Often tied to higher interest rates, these bills can really add up over time. You could pay off old equipment repair, feed, seed or other bills as soon as possible to reduce your liability.
Buying new equipment, completing building or equipment repairs, buying inputs or making other proactive operational purchases can potentially help reduce your farm’s tax liability. Note that repairs must be completed and paid by the end of the year to qualify. Similarly, newly purchased equipment must be present on your farm and fully available for use before the end of the year to be eligible for this approach.
Bonus depreciation is a special tax incentive available to farmers under some circumstances. An allowance for businesses — like ag operations — to deduct a large portion of the purchase price of specific assets, including machinery, bonus depreciation provides an alternative to writing the purchase off over the life of the asset.

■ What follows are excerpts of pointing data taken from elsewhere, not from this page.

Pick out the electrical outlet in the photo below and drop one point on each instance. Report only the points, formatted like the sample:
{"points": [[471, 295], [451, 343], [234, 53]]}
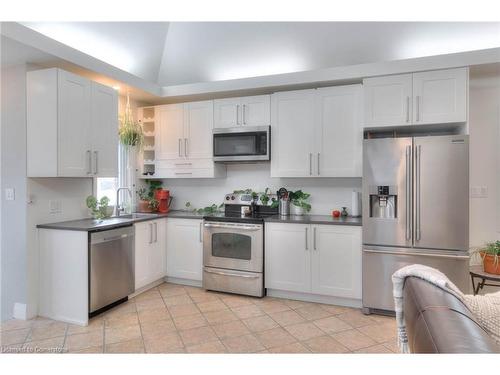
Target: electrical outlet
{"points": [[55, 207], [479, 191], [10, 194]]}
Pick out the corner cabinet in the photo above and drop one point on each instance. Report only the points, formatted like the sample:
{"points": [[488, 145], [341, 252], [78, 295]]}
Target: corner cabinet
{"points": [[245, 111], [323, 260], [185, 249], [433, 97], [150, 251], [317, 133], [183, 141], [72, 126]]}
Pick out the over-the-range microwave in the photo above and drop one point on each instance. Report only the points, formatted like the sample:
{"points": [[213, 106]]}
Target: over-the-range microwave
{"points": [[242, 144]]}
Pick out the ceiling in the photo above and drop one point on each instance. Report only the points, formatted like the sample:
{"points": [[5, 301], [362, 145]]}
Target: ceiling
{"points": [[176, 53]]}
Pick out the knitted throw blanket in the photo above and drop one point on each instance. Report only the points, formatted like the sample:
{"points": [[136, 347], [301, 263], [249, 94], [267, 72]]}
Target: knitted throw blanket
{"points": [[486, 309]]}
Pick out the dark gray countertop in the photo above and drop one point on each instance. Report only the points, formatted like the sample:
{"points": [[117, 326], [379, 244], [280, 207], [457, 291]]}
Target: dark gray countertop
{"points": [[91, 225], [314, 219]]}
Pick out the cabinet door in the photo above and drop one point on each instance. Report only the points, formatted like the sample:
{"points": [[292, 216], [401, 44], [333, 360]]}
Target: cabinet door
{"points": [[288, 257], [256, 110], [74, 130], [104, 130], [387, 100], [227, 113], [292, 133], [440, 96], [158, 261], [336, 261], [198, 125], [184, 249], [169, 137], [339, 134], [143, 242]]}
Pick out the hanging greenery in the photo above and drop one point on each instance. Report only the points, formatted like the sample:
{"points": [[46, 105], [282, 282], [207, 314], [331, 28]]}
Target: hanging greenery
{"points": [[130, 131]]}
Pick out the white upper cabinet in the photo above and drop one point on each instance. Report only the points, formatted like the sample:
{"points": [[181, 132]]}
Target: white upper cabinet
{"points": [[292, 133], [440, 96], [72, 126], [317, 133], [433, 97], [387, 100], [339, 134], [104, 129], [170, 132], [226, 112], [198, 126], [184, 249], [245, 111], [183, 141]]}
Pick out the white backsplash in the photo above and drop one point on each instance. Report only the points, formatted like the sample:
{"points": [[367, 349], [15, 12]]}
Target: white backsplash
{"points": [[327, 194]]}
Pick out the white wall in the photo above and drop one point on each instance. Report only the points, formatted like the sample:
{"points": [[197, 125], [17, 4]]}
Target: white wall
{"points": [[326, 193], [484, 123], [13, 173]]}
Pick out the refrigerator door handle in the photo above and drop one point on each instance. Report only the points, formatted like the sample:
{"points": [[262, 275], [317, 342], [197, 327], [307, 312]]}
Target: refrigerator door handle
{"points": [[450, 256], [408, 193], [417, 193]]}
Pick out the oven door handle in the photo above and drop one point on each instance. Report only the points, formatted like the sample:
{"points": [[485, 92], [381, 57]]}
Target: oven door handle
{"points": [[232, 274], [235, 227]]}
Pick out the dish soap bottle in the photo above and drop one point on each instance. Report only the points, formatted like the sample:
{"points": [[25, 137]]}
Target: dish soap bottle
{"points": [[344, 212]]}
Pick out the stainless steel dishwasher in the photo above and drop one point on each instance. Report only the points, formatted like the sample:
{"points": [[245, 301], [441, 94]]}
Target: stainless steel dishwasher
{"points": [[111, 267]]}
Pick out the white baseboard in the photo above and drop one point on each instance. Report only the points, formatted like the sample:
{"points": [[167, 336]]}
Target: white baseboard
{"points": [[308, 297], [19, 311], [175, 280]]}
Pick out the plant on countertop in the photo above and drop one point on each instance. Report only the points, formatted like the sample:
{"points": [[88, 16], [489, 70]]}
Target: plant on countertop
{"points": [[205, 210], [98, 208], [130, 131], [299, 199], [490, 255]]}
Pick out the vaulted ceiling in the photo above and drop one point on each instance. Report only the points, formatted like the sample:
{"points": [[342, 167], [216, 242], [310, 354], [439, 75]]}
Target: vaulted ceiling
{"points": [[178, 53]]}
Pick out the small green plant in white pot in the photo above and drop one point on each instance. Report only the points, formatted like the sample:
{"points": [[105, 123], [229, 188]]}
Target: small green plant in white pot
{"points": [[299, 204]]}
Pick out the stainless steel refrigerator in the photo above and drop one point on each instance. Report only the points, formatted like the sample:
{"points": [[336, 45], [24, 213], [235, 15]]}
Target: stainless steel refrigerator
{"points": [[415, 210]]}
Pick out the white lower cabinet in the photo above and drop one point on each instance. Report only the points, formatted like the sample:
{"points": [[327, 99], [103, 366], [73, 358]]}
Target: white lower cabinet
{"points": [[318, 259], [150, 251], [184, 249]]}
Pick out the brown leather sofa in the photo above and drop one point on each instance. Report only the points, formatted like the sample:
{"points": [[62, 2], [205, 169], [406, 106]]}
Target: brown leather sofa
{"points": [[438, 322]]}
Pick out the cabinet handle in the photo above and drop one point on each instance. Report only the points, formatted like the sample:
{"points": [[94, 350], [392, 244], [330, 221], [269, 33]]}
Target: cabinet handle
{"points": [[418, 108], [96, 153], [407, 109], [89, 162]]}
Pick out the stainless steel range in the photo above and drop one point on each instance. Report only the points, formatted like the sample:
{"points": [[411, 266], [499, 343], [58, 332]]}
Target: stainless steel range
{"points": [[233, 247]]}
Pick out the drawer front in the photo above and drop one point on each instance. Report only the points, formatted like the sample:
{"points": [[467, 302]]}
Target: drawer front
{"points": [[239, 282]]}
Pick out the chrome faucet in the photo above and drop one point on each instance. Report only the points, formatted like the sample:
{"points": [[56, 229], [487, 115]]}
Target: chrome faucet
{"points": [[118, 207]]}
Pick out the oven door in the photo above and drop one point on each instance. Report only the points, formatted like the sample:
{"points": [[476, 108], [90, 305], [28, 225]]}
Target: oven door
{"points": [[234, 246], [250, 143]]}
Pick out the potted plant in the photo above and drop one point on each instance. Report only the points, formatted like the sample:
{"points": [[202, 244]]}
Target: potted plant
{"points": [[299, 204], [490, 254], [99, 209]]}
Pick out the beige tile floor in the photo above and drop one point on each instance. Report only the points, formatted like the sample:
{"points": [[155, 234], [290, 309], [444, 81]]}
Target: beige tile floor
{"points": [[179, 319]]}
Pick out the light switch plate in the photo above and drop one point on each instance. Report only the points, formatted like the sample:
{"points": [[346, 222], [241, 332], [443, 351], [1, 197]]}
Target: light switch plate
{"points": [[10, 194]]}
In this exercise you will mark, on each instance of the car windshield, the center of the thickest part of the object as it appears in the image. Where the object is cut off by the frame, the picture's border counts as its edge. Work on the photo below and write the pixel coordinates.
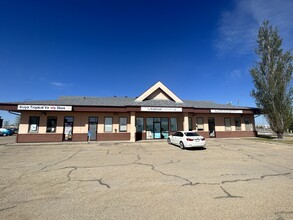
(191, 134)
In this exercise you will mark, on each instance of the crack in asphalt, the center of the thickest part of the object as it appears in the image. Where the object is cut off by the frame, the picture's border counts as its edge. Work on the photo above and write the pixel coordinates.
(68, 175)
(97, 180)
(173, 162)
(12, 207)
(252, 179)
(50, 165)
(228, 195)
(280, 215)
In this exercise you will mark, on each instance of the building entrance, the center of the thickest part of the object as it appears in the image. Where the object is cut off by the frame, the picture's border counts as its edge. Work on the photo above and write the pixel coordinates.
(157, 128)
(212, 130)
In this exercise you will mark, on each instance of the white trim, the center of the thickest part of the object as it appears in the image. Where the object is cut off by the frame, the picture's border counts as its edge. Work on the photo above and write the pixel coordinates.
(223, 111)
(155, 87)
(44, 108)
(160, 109)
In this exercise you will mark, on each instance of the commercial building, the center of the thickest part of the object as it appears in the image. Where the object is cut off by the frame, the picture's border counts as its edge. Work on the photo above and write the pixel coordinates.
(155, 114)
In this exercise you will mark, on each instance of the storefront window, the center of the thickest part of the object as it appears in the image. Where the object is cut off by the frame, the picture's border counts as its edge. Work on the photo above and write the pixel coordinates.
(228, 124)
(173, 124)
(199, 122)
(68, 128)
(248, 126)
(108, 124)
(34, 123)
(123, 124)
(150, 124)
(238, 124)
(190, 124)
(139, 124)
(51, 124)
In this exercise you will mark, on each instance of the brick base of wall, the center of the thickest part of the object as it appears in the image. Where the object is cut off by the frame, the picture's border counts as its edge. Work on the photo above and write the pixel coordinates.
(113, 136)
(35, 138)
(229, 134)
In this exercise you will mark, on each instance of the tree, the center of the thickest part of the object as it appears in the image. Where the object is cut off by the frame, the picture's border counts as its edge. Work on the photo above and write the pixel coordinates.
(272, 79)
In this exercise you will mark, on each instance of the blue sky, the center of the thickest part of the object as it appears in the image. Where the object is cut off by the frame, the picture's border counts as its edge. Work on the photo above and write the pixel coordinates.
(201, 50)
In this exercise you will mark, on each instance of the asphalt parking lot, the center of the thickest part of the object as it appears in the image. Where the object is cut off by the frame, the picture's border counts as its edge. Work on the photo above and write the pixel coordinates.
(230, 179)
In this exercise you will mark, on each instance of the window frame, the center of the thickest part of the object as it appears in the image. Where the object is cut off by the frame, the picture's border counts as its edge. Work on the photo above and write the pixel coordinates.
(34, 123)
(237, 128)
(122, 126)
(227, 123)
(108, 128)
(172, 120)
(52, 128)
(201, 127)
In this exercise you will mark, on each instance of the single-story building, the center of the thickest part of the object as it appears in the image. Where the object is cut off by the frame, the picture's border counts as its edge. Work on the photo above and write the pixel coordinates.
(155, 114)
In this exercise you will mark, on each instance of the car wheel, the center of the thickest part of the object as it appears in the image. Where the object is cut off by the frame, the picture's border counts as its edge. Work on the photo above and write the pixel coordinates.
(181, 145)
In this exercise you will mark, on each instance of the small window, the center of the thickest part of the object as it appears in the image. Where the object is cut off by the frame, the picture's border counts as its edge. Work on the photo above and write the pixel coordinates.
(93, 120)
(174, 124)
(248, 126)
(108, 124)
(199, 122)
(123, 124)
(228, 124)
(139, 124)
(51, 124)
(190, 123)
(150, 124)
(237, 124)
(34, 123)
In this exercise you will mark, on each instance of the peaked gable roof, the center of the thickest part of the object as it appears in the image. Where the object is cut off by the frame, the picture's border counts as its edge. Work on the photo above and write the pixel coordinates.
(158, 92)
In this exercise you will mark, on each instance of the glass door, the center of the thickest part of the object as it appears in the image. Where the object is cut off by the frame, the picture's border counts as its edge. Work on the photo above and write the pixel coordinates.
(212, 130)
(157, 130)
(93, 124)
(68, 128)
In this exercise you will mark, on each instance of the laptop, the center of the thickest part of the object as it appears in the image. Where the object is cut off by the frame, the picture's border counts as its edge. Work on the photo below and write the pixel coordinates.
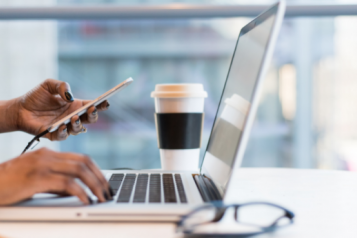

For more details on whether this is an option for your operation, discuss with your accountant during your end of year meeting.
When thinking ahead in planning your tax filing, it’s helpful to also think ahead about your long-term financial future. In 2022, individuals may contribute up to $6,000 to a traditional deductible individual retirement account, or IRA. Farmers over the age of 50 may contribute an additional $1,000. Such contributions are possible until the due date of the tax return in April 2023.
According to the IRS, farmers can deduct some “expenses for soil/water conservation, prevention of erosion of land used in farming, or endangered species recovery.” It’s important to note, however, that this deduction cannot be more than 25% of your gross income from farming operations.
The IRS also notes that “although some expenses are not deductible as soil and water conservation expenses, they may be deductible as ordinary and necessary farm expenses. These include interest and taxes, the cost of periodically clearing brush from productive land, the regular removal of sediment from a drainage ditch, and expenses paid or incurred primarily to produce an agricultural crop that may also conserve soil.”